At first all we could see was a two-storey red brick building with terra-cotta gargoyles studding the wall just beneath the eaves. The side of the structure had been punched in, as if by a gigantic hand. While I watched, some of the bricks crumbled away, and a huge Klahdlike face, surrounded by a tawny-colored shaggy mane, appeared. The beast, which stood twice as high as a tall man, clawed at another piece of wall with a gigantic paw, dislodging more masonry that crunched down onto the crowd. The townspeople yelled and shifted away from the falling bricks.
The creature struggled for a moment then extracted itself from the broken building, pulling the rest of it down as it wrestled free. The shaggy head was followed by an immense, smooth-furred body with muscular haunches. The tail wasn't furry—it looked insectoid. Pale blue, jointed, translucent sections terminated in a stinger longer than my foot. I gulped.

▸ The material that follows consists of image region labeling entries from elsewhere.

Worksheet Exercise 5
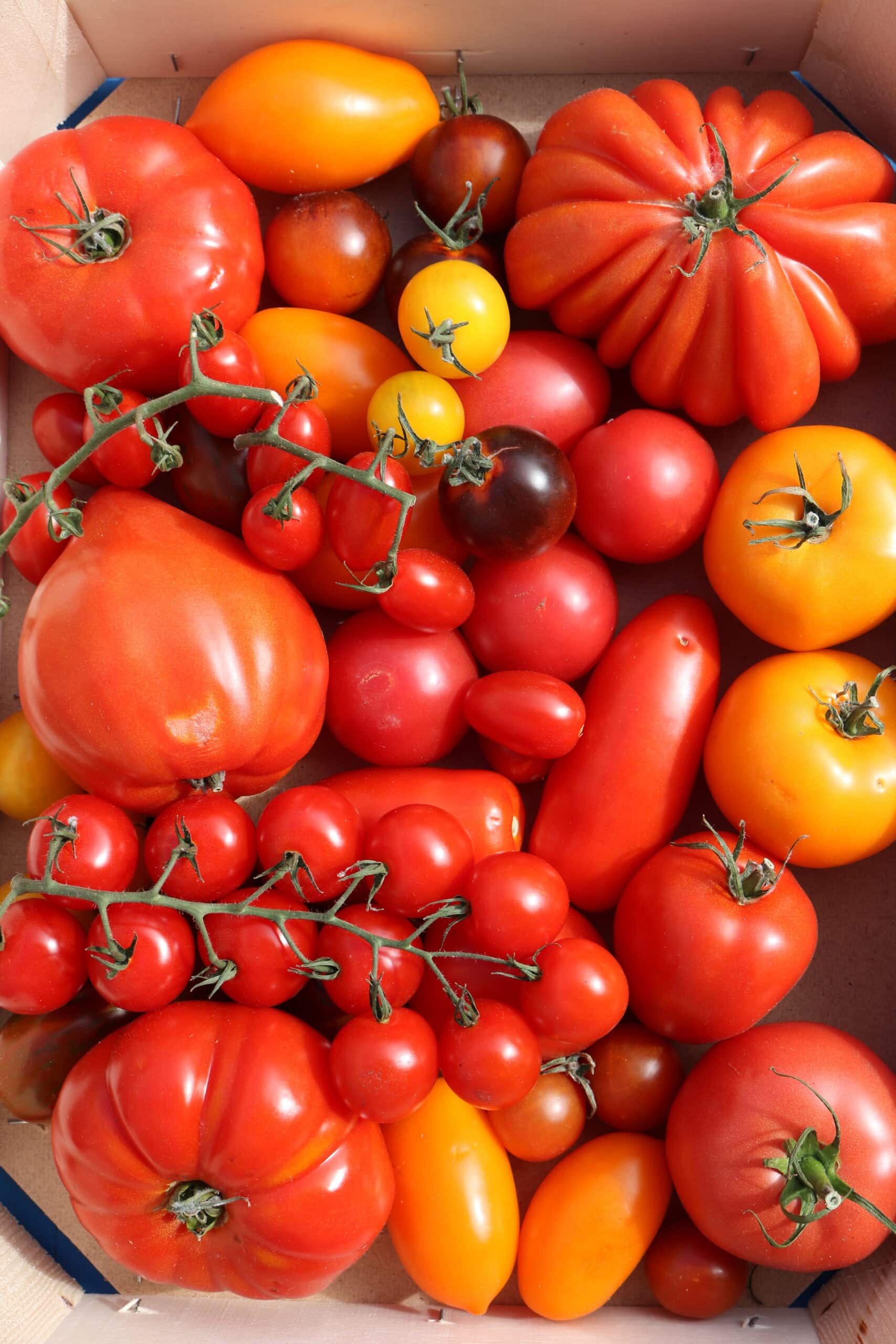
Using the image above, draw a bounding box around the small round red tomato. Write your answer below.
[463,852,570,961]
[570,410,719,564]
[439,999,541,1110]
[0,472,74,583]
[644,1217,750,1321]
[26,793,140,910]
[317,906,423,1015]
[463,536,618,681]
[265,191,392,313]
[258,783,363,900]
[0,897,87,1015]
[87,905,196,1012]
[588,1022,685,1133]
[326,612,476,765]
[364,802,473,919]
[31,393,103,485]
[199,887,317,1008]
[379,547,476,634]
[144,793,255,900]
[489,1074,588,1162]
[520,938,629,1059]
[329,1008,439,1125]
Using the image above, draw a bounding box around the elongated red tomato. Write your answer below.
[531,595,719,910]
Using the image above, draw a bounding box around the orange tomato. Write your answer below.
[383,1078,520,1316]
[518,1135,672,1321]
[187,40,439,195]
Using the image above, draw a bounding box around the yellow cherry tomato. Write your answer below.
[367,368,463,476]
[704,649,896,868]
[383,1078,520,1316]
[398,261,511,377]
[0,710,81,821]
[517,1135,672,1321]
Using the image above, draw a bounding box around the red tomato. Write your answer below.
[329,1008,439,1125]
[19,487,326,812]
[666,1022,896,1274]
[454,332,610,453]
[531,597,719,910]
[0,897,87,1013]
[52,1003,395,1298]
[570,410,719,564]
[144,793,255,900]
[463,536,618,681]
[0,117,265,393]
[326,612,477,766]
[0,472,74,583]
[613,832,818,1044]
[87,905,196,1012]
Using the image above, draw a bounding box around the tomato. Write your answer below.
[0,472,74,583]
[644,1217,750,1321]
[19,487,326,812]
[517,1135,672,1321]
[531,595,720,910]
[613,832,818,1043]
[187,40,439,195]
[144,793,255,900]
[0,117,265,392]
[364,802,475,919]
[0,989,129,1125]
[570,410,719,564]
[265,191,392,313]
[383,1078,520,1316]
[505,79,896,432]
[0,897,87,1013]
[317,906,423,1013]
[459,332,610,453]
[398,261,511,377]
[326,612,477,766]
[666,1022,896,1274]
[242,308,414,463]
[704,649,896,868]
[52,1003,394,1298]
[26,793,140,910]
[704,425,896,649]
[329,1008,439,1125]
[463,536,618,681]
[588,1021,685,1132]
[31,393,103,485]
[258,783,364,900]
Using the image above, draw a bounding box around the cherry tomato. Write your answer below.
[588,1022,685,1132]
[364,802,475,919]
[317,906,423,1015]
[570,410,719,564]
[87,905,196,1012]
[644,1217,750,1321]
[0,472,74,583]
[26,793,140,910]
[329,1008,439,1125]
[144,793,255,900]
[0,897,87,1015]
[398,261,511,377]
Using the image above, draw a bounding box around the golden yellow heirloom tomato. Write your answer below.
[704,425,896,649]
[383,1078,520,1316]
[367,368,463,476]
[704,649,896,868]
[398,261,511,377]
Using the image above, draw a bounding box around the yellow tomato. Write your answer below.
[367,368,463,476]
[383,1078,520,1316]
[517,1135,672,1321]
[0,710,81,821]
[398,261,511,377]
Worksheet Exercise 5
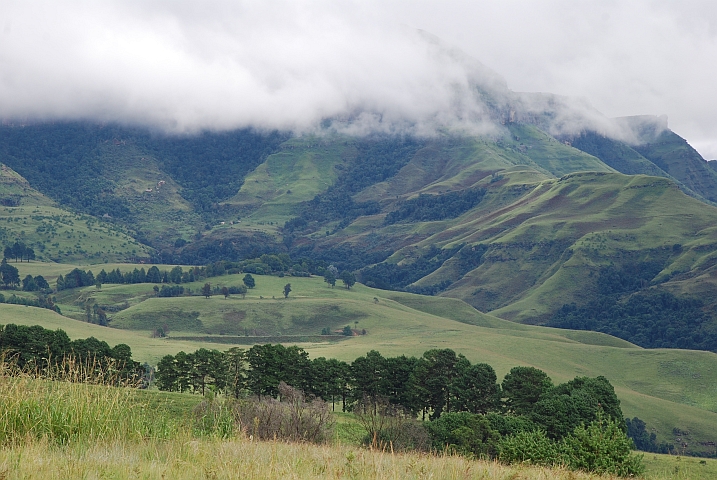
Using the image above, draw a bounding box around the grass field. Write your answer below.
[0,264,717,450]
[0,374,717,480]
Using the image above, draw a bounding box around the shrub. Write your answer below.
[233,382,333,443]
[427,412,500,457]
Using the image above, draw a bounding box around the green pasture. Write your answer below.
[643,453,717,480]
[0,205,150,263]
[5,275,717,449]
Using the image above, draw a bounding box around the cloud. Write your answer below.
[0,0,717,158]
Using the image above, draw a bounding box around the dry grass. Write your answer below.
[0,435,620,480]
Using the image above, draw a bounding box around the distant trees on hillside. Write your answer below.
[3,241,35,262]
[383,188,485,225]
[0,324,144,380]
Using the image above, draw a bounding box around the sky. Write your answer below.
[0,0,717,159]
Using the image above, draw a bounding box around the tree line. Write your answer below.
[383,188,486,225]
[155,344,625,439]
[547,262,717,352]
[0,324,145,380]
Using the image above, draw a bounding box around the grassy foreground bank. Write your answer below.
[0,362,717,479]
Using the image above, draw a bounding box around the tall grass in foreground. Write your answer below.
[0,434,612,480]
[0,361,715,480]
[0,358,176,445]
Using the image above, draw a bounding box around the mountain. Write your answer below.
[0,74,717,350]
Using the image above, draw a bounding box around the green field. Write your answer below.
[7,270,717,450]
[0,205,151,263]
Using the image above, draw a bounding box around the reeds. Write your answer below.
[0,358,175,445]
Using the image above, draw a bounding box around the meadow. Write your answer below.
[0,362,717,480]
[0,263,717,452]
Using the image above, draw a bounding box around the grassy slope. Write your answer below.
[95,143,202,244]
[8,276,717,452]
[0,164,149,262]
[370,173,717,321]
[636,130,717,202]
[0,205,151,262]
[223,137,352,233]
[0,304,231,364]
[0,164,54,206]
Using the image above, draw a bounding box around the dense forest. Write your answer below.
[0,122,288,219]
[155,344,656,473]
[0,324,145,380]
[284,135,426,233]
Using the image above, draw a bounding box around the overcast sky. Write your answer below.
[0,0,717,159]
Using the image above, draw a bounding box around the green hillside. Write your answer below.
[0,275,717,456]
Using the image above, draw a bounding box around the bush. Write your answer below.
[498,412,645,477]
[561,413,645,477]
[498,430,564,466]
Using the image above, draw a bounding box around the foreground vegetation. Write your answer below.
[0,356,717,479]
[0,268,717,456]
[0,360,639,477]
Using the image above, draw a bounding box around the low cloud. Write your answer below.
[0,0,717,158]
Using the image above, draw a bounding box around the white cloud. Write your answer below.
[0,0,717,158]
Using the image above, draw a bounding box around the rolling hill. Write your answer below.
[0,270,717,458]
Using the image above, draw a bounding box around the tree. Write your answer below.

"What is it?" Bunny gasped.
"It's a Manticore," I said. "They're native to the dimension Mantico. I've read about them, but never seen one before in the flesh. They're dangerous."
"No kidding," Melvine said scornfully.
I admit it was stating the obvious, as the Manticore bared a mouthful of long, white fangs. He snapped at the outstretched arm of a statue and bit it right off. He spat it at the crowd, who milled away from him, still shouting and brandishing their makeshift weapons. A few brave souls forced their way forward and threw rocks at the beast.